In [None]:
import nltk
from nltk.tokenize import word_tokenize
nltk.download('punkt')

# Sample text
text = "Tokenization is the process of breaking down a text into individual words or tokens."

# Tokenize the text
tokens = word_tokenize(text)

# Print the tokens
print(tokens)


[nltk_data] Downloading package punkt to /root/nltk_data...
[nltk_data]   Unzipping tokenizers/punkt.zip.


['Tokenization', 'is', 'the', 'process', 'of', 'breaking', 'down', 'a', 'text', 'into', 'individual', 'words', 'or', 'tokens', '.']


**Stemming using NLTK:**

In [None]:
import nltk
from nltk.stem import PorterStemmer

# Sample words to stem
words = ["running", "flies", "jumping", "friendly"]

# Initialize the Porter Stemmer

stemmer = PorterStemmer()

# Stem the words
stemmed_words = [stemmer.stem(word) for word in words]

# Print the stemmed words
print(stemmed_words)


['run', 'fli', 'jump', 'friendli']


**Lemmatization using spaCy:**

In [None]:
import spacy

# Load spaCy's English language model
nlp = spacy.load("en_core_web_sm")

# Sample words to lemmatize
words = ["running", "flies", "jumping", "friendly"]

# Lemmatize the words
lemmatized_words = [token.lemma_ for token in nlp(" ".join(words))]

# Print the lemmatized words
print(lemmatized_words)


['run', 'fly', 'jump', 'friendly']


**Text Normalization:**

In [None]:
# Sample text with variations
text = "I luv metapi. Plz gr8 job! AI is amazin'."

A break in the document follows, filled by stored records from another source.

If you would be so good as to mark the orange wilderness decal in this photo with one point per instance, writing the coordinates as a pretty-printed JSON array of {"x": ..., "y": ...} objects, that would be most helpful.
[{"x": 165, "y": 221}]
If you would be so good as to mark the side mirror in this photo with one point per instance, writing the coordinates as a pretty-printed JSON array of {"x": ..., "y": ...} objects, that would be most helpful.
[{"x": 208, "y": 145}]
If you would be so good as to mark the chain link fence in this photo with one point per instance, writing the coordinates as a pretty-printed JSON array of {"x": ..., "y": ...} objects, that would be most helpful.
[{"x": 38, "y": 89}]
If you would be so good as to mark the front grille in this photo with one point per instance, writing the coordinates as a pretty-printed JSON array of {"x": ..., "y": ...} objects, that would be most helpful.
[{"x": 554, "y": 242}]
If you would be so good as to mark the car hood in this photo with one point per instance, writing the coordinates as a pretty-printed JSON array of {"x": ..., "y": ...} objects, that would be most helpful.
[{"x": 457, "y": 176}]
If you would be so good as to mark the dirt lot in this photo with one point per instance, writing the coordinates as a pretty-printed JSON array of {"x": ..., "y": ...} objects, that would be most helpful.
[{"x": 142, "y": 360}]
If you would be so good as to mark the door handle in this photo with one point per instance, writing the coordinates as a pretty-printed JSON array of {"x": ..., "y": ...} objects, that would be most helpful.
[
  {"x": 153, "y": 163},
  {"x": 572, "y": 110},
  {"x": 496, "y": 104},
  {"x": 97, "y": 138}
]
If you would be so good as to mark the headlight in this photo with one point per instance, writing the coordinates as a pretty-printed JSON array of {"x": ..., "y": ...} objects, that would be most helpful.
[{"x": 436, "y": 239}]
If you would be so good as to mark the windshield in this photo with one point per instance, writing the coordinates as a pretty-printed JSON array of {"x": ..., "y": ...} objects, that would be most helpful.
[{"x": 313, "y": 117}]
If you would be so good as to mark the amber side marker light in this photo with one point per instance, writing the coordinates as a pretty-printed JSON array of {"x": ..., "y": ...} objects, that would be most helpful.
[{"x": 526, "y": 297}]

# Define a simple text normalization function
def text_normalization(text):
    # Replace abbreviations and acronyms
    text = text.replace("luv", "love")
    text = text.replace("Plz", "Please")
    text = text.replace("gr8", "great")
    text = text.replace("amazin'", "amazing")

    # Convert to lowercase (optional)
    text = text.lower()

    return text

# Apply text normalization
normalized_text = text_normalization(text)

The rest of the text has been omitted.